All analysis code associated with this project is available online at the following subversion repository:
http://salix.atmos.colostate.edu/svn/smokeSource/. The code for the Python module used to execute HYSPLIT trajectories is available at the following GitHub repository: https://github.com/samatwood/HYSPLITm/. All figures were creating using R and Python. Scripts used to make figures can be identified by a leading “plot” in script names (e.g., R/plotRegionSmokeTotals.R). These scripts explicitly reference the data files used to create the plots.
Data for this project are publicly available at the URL specified in Sect. 2. The archives for HYSPLIT points, HMS hotspots and smoke plumes were provided by Mark Ruminski. A subset of these HMS data is available at ftp://satepsanone.nesdis.noaa.gov/FIRE/HMS/GIS/. A complete archive is available from HMS upon request. Formatted analysis-level data and the code used to format the raw data, described in Sect. 2, are available in the subversion code repository.
The supplement related to this article is available online at: https://doi.org/10.5194/acp-18-1745-2018-supplement.
SB and EF prepared the manuscript with contributions from all co-authors. EF was the leader of this research project. SB performed the majority of analysis, including writing analysis code, creating figures, and executing HYSPLIT trajectories. MR is responsible for creating, describing, and properly interpreting Hazard Mapping System HYSPLIT points and smoke-plume data. SA wrote the Python module used to run HYSPLIT trajectories and served as our expert for best practices in the use of HYSPLIT source-receptor analysis.
The authors declare that they have no conflict of interest.

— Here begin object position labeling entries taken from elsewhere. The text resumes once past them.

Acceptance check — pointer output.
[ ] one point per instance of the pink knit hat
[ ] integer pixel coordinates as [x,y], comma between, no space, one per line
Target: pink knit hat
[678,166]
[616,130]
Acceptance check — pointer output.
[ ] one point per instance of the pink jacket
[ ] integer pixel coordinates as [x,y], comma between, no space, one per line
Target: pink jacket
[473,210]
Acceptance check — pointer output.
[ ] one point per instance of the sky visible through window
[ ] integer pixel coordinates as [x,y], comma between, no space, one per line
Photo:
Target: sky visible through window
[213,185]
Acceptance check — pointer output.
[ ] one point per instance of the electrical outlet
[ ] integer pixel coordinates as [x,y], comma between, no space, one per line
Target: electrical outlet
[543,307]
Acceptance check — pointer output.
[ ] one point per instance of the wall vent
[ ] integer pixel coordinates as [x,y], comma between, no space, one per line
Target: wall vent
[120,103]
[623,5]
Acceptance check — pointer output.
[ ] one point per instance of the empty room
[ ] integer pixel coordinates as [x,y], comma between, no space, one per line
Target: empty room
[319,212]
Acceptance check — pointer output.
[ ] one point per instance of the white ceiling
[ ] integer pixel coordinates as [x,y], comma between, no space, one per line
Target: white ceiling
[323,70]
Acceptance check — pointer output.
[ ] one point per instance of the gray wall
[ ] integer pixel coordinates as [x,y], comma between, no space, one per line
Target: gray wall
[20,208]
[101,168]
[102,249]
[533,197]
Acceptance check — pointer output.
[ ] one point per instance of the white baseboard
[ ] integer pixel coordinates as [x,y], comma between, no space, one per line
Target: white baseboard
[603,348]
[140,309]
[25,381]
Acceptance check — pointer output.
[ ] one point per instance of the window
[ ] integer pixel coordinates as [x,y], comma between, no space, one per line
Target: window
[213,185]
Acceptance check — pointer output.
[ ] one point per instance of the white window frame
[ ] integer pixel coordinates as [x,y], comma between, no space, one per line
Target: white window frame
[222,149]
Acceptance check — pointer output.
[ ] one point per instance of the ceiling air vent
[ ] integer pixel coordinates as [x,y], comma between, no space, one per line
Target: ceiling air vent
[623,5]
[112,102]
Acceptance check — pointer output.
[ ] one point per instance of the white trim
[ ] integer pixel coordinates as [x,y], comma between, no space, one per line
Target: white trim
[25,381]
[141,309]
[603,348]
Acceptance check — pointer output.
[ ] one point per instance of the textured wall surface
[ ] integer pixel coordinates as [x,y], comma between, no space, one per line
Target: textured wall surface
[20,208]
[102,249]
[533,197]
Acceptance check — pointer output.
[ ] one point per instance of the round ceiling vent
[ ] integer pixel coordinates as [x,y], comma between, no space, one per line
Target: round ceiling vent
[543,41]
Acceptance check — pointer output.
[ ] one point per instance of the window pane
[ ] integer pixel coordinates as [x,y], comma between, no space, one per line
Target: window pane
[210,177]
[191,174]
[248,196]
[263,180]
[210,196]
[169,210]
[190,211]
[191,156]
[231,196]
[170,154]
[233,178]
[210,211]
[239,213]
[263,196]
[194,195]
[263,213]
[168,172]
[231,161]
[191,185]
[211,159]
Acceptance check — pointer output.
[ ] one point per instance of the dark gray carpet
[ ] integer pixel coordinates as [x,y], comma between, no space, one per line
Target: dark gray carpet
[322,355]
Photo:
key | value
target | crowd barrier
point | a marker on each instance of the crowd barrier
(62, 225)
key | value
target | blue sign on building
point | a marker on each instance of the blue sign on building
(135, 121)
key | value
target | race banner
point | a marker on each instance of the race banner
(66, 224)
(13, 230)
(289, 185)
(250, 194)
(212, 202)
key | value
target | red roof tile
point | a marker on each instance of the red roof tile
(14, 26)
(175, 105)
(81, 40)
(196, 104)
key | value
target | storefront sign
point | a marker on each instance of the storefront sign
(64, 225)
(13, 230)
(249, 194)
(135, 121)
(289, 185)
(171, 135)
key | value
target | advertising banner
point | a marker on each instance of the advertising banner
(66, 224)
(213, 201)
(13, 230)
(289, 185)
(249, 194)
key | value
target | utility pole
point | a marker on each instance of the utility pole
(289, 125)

This publication was developed under Assistance Agreement no. 83588401
awarded by the U.S. Environmental Protection Agency to Emily V. Fischer. It
has not been formally reviewed by EPA. The views expressed in this document
are solely those of the authors and do not necessarily reflect those of the
Agency. EPA does not endorse any products or commercial services mentioned
in this publication. Bonne Hotmann made significant science and style
contributions to Fig. 1. We gratefully acknowledge the skill and dedication
of NESDIS Hazard Mapping System analysts; their careful operations are
responsible for the dataset presented in this paper. The authors would like
to thank Ana Rappold for her work using HMS, which strengthened and guided
the early stages of this analysis, and for a brainstorming phone call in
January 2016, which helped spark the authors' interest in performing this
work. Parts of this work were included in Steven Brey's masters thesis. His
graduate committee, Elizabeth Barnes, Jeffery Pierce, and Monique Rocca made
this work stronger. The authors gratefully acknowledge Matt Bishop for his
help in enabling us to execute millions of HYSPLIT trajectories on our local
computer cluster. The authors gratefully acknowledge the NOAA Air Resources
Laboratory (ARL) for the provision of the HYSPLIT transport and dispersion
model and READY website used in this paper. The authors would also like to
thank the core development teams of R and Python for making open source
languages that are free and help advance scientific discovery.